I don't believe punishment would be a sufficient deterrent even if we were to let a group of drunken conservatives dream up the most barbaric punishment they could. Even the death penalty don't deter people from murdering each other.
Yes, it is insane. Blood for property.
That's weird.
My math teachers were required to teach trigonometry and calculus.
Gym teachers can be exempted from a basic curriculum requirement?
When did the rats begin to steer the stable? Gun safety and marksmanship should be made mandatory, and teachers who choose to not teach that part of the course can demonstrate this decision by resigning.
That's how it works when the public, not the employees, are in charge of the schools.
That's why you lock them in jail forever and forget to feed them.
Their existence is not justification for prior restraint, just as the New York Times isn't justification for suspending the First Amendment.
Want me to explain why you can't fly without an airplane, while we're at it?
Because that's the way it is in the United States.
Don't like?
Don't live here.
It's that simple.
What part of prior restraint did you fail to understand?

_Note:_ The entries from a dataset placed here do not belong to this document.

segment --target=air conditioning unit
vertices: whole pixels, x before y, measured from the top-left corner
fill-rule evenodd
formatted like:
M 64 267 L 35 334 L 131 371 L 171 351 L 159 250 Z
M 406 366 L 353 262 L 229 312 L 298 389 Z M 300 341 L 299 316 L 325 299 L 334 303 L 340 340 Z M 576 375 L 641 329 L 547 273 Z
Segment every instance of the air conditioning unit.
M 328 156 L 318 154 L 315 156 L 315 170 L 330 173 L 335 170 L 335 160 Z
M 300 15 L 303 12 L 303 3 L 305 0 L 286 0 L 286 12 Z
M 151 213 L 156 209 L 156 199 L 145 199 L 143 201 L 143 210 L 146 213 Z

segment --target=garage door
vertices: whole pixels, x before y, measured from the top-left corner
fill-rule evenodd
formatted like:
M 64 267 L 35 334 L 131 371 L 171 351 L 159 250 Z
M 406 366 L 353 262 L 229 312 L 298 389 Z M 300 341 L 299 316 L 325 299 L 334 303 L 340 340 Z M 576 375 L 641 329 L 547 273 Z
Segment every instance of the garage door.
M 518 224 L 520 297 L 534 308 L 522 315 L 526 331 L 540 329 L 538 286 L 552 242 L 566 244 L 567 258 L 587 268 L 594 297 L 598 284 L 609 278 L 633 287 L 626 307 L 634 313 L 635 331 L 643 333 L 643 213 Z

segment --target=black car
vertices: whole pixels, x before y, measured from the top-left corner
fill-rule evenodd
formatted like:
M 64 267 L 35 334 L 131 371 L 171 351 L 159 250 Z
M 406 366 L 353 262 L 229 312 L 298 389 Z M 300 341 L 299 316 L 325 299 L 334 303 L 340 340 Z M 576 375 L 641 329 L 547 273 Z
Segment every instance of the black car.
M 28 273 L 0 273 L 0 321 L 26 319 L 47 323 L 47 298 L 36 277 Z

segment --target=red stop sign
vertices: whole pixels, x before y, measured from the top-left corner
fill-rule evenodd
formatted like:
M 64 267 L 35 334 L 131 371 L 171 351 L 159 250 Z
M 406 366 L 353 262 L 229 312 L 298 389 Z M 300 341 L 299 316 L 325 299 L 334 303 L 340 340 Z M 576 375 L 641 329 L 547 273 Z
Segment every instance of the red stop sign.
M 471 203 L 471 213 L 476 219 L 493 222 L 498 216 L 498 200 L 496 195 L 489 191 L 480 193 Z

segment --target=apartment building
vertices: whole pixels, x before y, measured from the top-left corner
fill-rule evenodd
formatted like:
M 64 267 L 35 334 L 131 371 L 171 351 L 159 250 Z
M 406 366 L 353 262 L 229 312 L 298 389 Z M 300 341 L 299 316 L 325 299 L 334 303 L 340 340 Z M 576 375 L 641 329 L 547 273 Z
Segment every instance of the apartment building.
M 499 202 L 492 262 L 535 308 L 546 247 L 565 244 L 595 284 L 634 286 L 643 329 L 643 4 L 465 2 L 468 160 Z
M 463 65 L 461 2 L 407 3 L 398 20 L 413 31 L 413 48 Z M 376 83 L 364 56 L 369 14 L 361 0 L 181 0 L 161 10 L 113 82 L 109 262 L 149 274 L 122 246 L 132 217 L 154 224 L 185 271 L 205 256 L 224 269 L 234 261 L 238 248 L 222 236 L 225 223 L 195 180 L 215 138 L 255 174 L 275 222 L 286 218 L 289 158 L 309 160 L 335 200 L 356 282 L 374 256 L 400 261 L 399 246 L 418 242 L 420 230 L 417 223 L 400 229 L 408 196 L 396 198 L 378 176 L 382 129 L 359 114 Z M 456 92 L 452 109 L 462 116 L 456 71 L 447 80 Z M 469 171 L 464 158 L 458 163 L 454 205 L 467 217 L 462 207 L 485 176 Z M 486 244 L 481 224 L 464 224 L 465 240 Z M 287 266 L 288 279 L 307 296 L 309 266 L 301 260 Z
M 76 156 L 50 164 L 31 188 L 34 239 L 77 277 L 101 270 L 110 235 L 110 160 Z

If you find someone leaving their guns unattended on the front seat of an unlocked car, yeah, they can be charged with some kind of negligence. But history has solidly proven one essential fact about people:
You can't outlaw idiocy.
The proper exercise of the death penalty not only deters capital crime, it successfully eliminates recidivism.
When the elimination of the human right to own firearms is taken off the table, what do you propose to do to cure the human race of idiocy?
No, violent enemies are in your home. Their choice to commit aggression, your choice to respond appropriately. There's absolutely no reason why a man should be forced to flee from his home merely because someone else has decided thug blood is worth more than his TV.
My TV is worth a dozen thugs, easily.
That's how you deter crime. You kill criminals and scare the living **** out of them with bullets and buckshot. And you deny those that happen to live access to the civil courts to sue their would be victim.
Their body, their choice. They choose to put their body in a someone's home where he has the right to defend himself with deadly force. If their bodies get injured or killed, it was their choice.
It's that simple.
Americans should not be forced to be simpering cowards merely because soft headed do gooders are worried about the lives of the damned criminals.
As far as I know the curriculum is not so rigid that gym teachers can't decide whether to teach football or tennis.
Too bad they have to hurt somebody before you want to do anything about it.
If somebody writes an editorial you don't like, all that happens is that you get angry for a while. When somebody does something stupid with a gun, an airplane or a car you die. See the difference?
I understand why untrained people are not allowed to fly airplanes. What I don't understand is why untrained people are allowed to own lethal weapons.
Come on. That isn't even an argument. Can't you come up with something better than that; something that actually gives a good reason why things should be as they are?
You're totally right.
You can't outlaw idiocy and that is why we should make sure idiots are not allowed to have guns in the first place.
The death penalty certainly did not prevent the inmates on death row from doing the crimes that got them there.
Americans are virtually alone in thinking gun ownership for untrained idiots is a human right.
It is extremely rare that burglars become violent, whether it is in societies with guns everywhere or in societies with responsible gun laws.
That is a very callous way to think about human lives.
Neither should Americans live in a society with a ready supply of guns for criminals, psychopaths and idiots. They deserve more safety.
No, thank you, I think that, as imperfect as it is, I prefer the present status quo to letting government get it's foot in that door. Especially since firearm accidents have been on the decline for a long time anyway.
The "slippery slope fallacy" does not apply if the slope is greased and you're being pushed.
At any rate, if it is a "fallacy", there are a number of states already practicing that fallacy in the way they handle concealed carry permits under their "discretionary issue" policy.